Daha sonra öğrendim ki delikanlı o sırada endişeye kapılmış. Ön koltuğun arkasına sığmadığından, arabamın bagajına koyduğum beysbol sopası biraz sonra tüm haşmetiyle ortaya çıkacak ve delikanlının bir yerine inmese de, o küçük arabasının kaportasını göçertip harika bir ‘Krakk!’ sesi çıkartacakmış. 

Genç şoför feci yanılmış şükürler olsun.

Arabamın arkasından sessizce aldığım şey, o günlerde yeni çıkan ‘İki Cihan Güneşi, Peygamberimiz’ adlı kitabımdı.

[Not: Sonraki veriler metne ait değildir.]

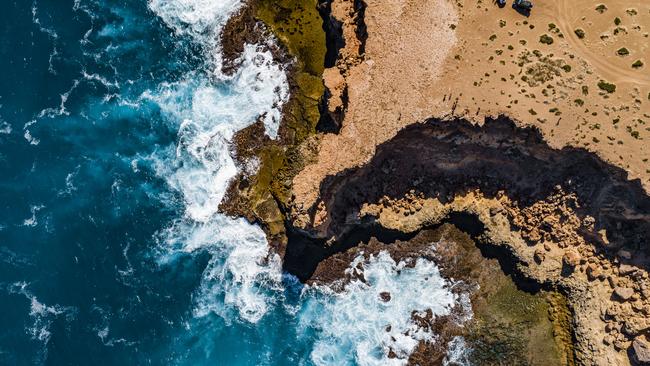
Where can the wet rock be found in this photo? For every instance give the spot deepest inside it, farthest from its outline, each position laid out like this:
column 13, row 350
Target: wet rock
column 593, row 272
column 625, row 254
column 384, row 296
column 641, row 350
column 571, row 258
column 626, row 269
column 539, row 256
column 623, row 293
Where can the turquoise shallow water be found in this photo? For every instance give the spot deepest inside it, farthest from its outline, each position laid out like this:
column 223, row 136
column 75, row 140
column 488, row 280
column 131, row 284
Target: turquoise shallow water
column 114, row 129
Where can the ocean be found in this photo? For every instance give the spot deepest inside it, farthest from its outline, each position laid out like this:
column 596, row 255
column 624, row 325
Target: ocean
column 115, row 129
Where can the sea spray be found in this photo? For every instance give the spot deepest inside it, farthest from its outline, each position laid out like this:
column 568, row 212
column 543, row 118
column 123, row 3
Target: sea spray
column 208, row 108
column 357, row 326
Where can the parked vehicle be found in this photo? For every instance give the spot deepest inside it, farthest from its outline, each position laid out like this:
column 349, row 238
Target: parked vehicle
column 523, row 4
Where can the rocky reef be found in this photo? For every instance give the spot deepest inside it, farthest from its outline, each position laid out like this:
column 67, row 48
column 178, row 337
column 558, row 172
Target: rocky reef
column 573, row 223
column 550, row 242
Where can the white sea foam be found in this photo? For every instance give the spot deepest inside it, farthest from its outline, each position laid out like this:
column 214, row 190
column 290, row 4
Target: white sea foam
column 51, row 33
column 356, row 327
column 5, row 128
column 42, row 316
column 208, row 111
column 457, row 353
column 32, row 221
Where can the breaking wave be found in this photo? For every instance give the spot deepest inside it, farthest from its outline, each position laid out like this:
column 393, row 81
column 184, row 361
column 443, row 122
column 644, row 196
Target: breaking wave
column 208, row 108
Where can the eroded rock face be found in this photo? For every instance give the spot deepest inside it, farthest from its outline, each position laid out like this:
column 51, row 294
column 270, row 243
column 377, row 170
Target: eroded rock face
column 571, row 220
column 501, row 316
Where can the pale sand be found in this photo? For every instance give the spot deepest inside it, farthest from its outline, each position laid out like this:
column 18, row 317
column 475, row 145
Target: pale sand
column 427, row 58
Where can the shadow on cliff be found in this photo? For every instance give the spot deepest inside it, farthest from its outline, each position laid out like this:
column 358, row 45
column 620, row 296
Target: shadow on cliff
column 441, row 159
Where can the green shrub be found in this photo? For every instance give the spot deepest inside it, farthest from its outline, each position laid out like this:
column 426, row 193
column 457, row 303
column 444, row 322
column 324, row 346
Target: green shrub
column 623, row 51
column 608, row 87
column 546, row 39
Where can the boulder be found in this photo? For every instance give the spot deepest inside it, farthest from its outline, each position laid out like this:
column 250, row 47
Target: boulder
column 623, row 293
column 571, row 258
column 384, row 296
column 641, row 350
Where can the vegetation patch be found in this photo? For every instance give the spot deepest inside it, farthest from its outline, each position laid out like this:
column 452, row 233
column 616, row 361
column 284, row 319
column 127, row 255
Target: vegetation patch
column 608, row 87
column 546, row 39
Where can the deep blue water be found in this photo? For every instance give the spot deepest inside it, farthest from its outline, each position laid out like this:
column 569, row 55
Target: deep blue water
column 113, row 156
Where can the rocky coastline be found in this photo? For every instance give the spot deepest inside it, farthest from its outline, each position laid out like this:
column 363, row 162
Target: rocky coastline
column 569, row 229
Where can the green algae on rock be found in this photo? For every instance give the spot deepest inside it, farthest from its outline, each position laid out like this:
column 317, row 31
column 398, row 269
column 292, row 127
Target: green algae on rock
column 297, row 25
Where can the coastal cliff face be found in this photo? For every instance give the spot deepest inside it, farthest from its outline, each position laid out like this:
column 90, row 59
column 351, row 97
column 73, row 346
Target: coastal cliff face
column 392, row 131
column 573, row 222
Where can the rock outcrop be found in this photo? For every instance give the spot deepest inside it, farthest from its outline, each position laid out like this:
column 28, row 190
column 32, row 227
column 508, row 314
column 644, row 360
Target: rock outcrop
column 572, row 221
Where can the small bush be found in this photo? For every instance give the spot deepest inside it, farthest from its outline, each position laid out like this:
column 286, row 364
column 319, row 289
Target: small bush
column 546, row 39
column 608, row 87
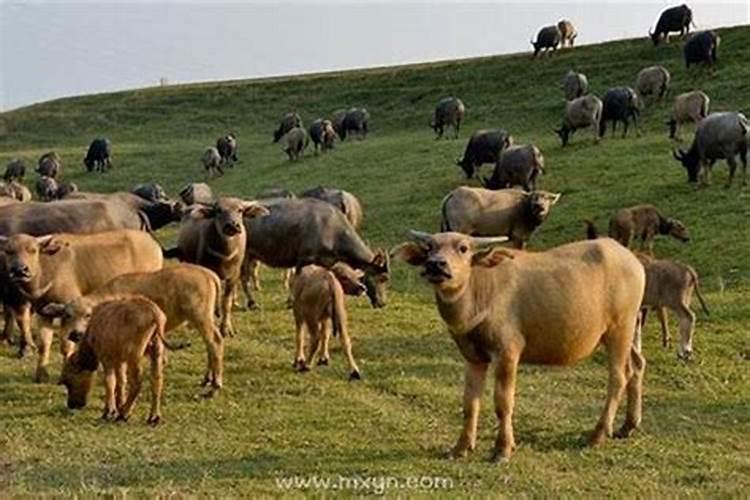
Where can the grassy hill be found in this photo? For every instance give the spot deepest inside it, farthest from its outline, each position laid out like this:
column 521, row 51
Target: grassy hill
column 271, row 423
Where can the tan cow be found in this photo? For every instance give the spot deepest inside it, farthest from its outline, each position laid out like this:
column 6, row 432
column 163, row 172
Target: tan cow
column 62, row 267
column 318, row 296
column 508, row 306
column 120, row 333
column 670, row 285
column 185, row 292
column 214, row 237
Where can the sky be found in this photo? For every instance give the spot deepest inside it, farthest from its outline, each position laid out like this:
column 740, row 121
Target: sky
column 51, row 49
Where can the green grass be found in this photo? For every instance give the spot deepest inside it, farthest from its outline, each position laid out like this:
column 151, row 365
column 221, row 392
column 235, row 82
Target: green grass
column 271, row 423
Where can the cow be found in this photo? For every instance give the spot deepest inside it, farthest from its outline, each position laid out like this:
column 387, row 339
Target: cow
column 49, row 165
column 584, row 111
column 184, row 292
column 226, row 146
column 214, row 236
column 449, row 112
column 508, row 307
column 672, row 19
column 688, row 107
column 295, row 143
column 15, row 170
column 318, row 297
column 620, row 104
column 507, row 212
column 310, row 231
column 287, row 123
column 212, row 161
column 322, row 134
column 99, row 155
column 549, row 37
column 574, row 85
column 62, row 267
column 484, row 146
column 652, row 81
column 121, row 332
column 719, row 136
column 356, row 122
column 568, row 33
column 518, row 166
column 702, row 48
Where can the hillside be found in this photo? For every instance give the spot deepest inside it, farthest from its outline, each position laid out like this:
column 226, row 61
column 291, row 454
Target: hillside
column 271, row 422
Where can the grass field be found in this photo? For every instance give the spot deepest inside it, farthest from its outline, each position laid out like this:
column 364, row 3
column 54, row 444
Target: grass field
column 271, row 425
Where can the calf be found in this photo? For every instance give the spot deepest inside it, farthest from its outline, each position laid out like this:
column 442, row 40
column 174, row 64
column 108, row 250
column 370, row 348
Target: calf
column 120, row 333
column 318, row 297
column 507, row 212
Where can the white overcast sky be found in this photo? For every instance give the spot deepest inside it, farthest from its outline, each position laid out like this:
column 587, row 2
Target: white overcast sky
column 52, row 49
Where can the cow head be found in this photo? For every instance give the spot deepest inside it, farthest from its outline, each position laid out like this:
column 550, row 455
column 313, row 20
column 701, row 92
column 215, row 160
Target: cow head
column 447, row 259
column 23, row 254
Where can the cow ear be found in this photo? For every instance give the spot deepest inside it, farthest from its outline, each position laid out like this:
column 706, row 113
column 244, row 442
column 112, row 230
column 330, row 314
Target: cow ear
column 254, row 209
column 490, row 257
column 411, row 253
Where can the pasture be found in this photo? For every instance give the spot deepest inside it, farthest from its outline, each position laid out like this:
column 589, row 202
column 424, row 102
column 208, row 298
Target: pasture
column 270, row 423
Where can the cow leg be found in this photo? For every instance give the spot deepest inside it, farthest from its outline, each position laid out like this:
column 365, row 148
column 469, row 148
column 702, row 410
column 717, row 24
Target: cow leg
column 618, row 342
column 505, row 389
column 156, row 353
column 473, row 385
column 110, row 386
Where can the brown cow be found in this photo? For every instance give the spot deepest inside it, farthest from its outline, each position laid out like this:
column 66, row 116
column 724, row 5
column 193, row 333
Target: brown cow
column 120, row 333
column 214, row 237
column 318, row 296
column 62, row 267
column 508, row 306
column 185, row 292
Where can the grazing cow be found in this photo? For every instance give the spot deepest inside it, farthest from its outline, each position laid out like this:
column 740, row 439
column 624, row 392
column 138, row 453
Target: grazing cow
column 150, row 191
column 449, row 112
column 574, row 85
column 568, row 33
column 295, row 142
column 702, row 48
column 357, row 122
column 549, row 37
column 196, row 193
column 310, row 231
column 484, row 146
column 212, row 160
column 690, row 106
column 673, row 19
column 99, row 155
column 584, row 111
column 517, row 166
column 46, row 188
column 318, row 297
column 226, row 146
column 652, row 81
column 643, row 222
column 185, row 292
column 508, row 307
column 322, row 134
column 670, row 285
column 719, row 136
column 343, row 200
column 121, row 332
column 15, row 170
column 49, row 164
column 287, row 123
column 214, row 236
column 62, row 267
column 507, row 212
column 620, row 104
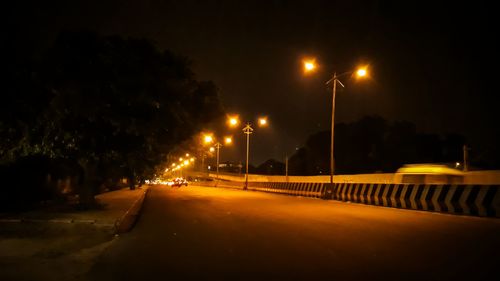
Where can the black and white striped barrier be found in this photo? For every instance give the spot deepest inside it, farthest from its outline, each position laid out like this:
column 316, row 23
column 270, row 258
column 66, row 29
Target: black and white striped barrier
column 308, row 189
column 474, row 200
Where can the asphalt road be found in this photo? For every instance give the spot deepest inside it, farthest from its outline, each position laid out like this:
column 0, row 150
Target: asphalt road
column 203, row 233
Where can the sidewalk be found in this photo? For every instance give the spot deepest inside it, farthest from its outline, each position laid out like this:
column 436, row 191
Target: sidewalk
column 64, row 245
column 119, row 211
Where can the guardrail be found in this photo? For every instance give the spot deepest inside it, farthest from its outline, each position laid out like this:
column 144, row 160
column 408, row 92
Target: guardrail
column 472, row 200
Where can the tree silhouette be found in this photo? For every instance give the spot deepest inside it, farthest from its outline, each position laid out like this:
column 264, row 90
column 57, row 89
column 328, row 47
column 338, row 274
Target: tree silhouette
column 112, row 101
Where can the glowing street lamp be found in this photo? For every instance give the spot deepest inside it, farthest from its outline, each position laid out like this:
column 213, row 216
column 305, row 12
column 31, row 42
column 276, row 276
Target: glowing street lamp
column 309, row 65
column 208, row 139
column 233, row 120
column 248, row 130
column 361, row 73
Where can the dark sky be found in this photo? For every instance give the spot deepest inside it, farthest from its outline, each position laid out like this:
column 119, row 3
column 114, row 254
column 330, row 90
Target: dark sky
column 433, row 64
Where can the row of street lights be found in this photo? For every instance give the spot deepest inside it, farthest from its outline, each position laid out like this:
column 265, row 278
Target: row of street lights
column 233, row 121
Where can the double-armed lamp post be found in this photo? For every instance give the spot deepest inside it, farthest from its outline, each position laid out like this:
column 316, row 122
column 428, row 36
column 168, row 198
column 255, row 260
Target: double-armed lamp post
column 247, row 130
column 310, row 66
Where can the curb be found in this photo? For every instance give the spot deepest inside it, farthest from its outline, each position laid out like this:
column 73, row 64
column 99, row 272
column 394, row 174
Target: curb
column 128, row 220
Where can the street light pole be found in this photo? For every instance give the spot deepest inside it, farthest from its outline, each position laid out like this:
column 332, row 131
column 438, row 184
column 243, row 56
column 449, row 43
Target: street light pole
column 218, row 145
column 334, row 80
column 248, row 130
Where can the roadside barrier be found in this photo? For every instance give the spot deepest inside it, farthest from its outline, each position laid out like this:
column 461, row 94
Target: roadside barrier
column 473, row 200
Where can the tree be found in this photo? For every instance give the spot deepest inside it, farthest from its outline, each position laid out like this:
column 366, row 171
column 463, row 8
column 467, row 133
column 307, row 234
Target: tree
column 116, row 101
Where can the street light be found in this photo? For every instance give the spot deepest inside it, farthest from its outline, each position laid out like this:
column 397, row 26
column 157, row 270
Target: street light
column 218, row 145
column 248, row 130
column 360, row 72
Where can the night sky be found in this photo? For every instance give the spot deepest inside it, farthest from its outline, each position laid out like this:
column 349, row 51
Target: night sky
column 432, row 64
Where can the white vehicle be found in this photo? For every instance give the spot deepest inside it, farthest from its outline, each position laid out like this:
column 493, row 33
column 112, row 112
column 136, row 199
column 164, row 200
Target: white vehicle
column 428, row 174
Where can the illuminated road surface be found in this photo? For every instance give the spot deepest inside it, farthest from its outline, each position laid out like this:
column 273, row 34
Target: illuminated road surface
column 203, row 233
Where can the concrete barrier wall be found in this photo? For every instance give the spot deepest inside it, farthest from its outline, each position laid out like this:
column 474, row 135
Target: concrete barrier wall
column 473, row 200
column 359, row 178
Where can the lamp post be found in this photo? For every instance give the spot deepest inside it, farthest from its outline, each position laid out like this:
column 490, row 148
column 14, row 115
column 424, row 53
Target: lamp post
column 248, row 130
column 361, row 72
column 335, row 79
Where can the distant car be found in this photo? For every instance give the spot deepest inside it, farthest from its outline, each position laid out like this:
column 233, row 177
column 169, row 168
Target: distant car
column 179, row 182
column 428, row 174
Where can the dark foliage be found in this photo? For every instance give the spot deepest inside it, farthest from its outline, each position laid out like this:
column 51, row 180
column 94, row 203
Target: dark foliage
column 112, row 106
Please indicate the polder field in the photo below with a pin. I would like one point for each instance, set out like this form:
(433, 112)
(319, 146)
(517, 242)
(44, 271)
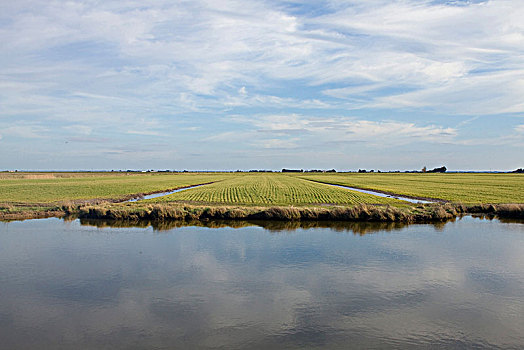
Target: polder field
(26, 195)
(272, 189)
(453, 187)
(29, 188)
(261, 188)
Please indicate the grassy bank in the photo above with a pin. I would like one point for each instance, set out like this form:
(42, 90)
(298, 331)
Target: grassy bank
(359, 212)
(271, 196)
(47, 188)
(453, 187)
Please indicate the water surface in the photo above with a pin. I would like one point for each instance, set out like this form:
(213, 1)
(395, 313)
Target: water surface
(260, 285)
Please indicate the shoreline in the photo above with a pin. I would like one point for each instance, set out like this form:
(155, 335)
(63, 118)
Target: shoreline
(136, 211)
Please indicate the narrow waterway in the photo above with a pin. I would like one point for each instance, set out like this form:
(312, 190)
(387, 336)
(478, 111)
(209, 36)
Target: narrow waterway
(261, 285)
(380, 194)
(162, 194)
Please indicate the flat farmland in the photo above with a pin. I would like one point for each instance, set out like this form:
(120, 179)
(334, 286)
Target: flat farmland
(272, 189)
(454, 187)
(53, 187)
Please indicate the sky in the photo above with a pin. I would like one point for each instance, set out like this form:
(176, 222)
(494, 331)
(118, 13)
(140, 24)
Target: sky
(261, 84)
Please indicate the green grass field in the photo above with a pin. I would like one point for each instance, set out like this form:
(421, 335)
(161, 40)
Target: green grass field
(272, 189)
(261, 188)
(461, 187)
(48, 188)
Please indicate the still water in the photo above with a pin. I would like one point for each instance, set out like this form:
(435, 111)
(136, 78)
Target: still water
(98, 285)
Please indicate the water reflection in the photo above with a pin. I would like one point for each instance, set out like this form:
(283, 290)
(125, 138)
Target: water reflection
(357, 227)
(92, 285)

O kitabı kendisine doğru uzatıp:

“Bunu sana hediye etmek istiyorum.” dedim. “İnşallah güzel bir hatıra olur.”

Delikanlı derince bir nefes alarak, arabamın bagajını açtığım andaki korkusunu anlattı. Çünkü bu şartlarda oradan çıkacak şey, kendisi için pek de hayırlı olmazdı.

Hemen tanıştık tabi, ismi İbrahim’miş.

Bu yüzden kitabı şöyle imzalamıştım ona:

“Çarpıcı bir şekilde tanıştığım İbrahim kardeşime ve ailesine, cennet arkadaşlığı duasıyla…”

İbrahim’in şaşkınlığı konuştuğumuz sürece hiç azalmadı. Kendisi bir müdür yardımcısıydı ve Büyük Şehir Belediyesinde çalışıyordu. Arabamı tamir ettirmeyi teklif etse de, bunu uygun bulmadım. Kaskom bulunmasa bile böyle bir hatıra için ufacık bir zararı önemsiz görmüştüm.

İbrahim’le yıllar boyu yazışıp durduk, arada bir telefonla görüştük. Bütün bunlar bir araya geldiğindeyse, inşallah bir cennet tablosu oluşturduk.

Sopaların yerini kitaplar almalı artık, ya da çiçekler.

Öfke ve nefretin yerini ise sevgi…

Zaten şu muhteşem âlem, ‘sevgi’ denilen iksirle ayakta durmuyor mu?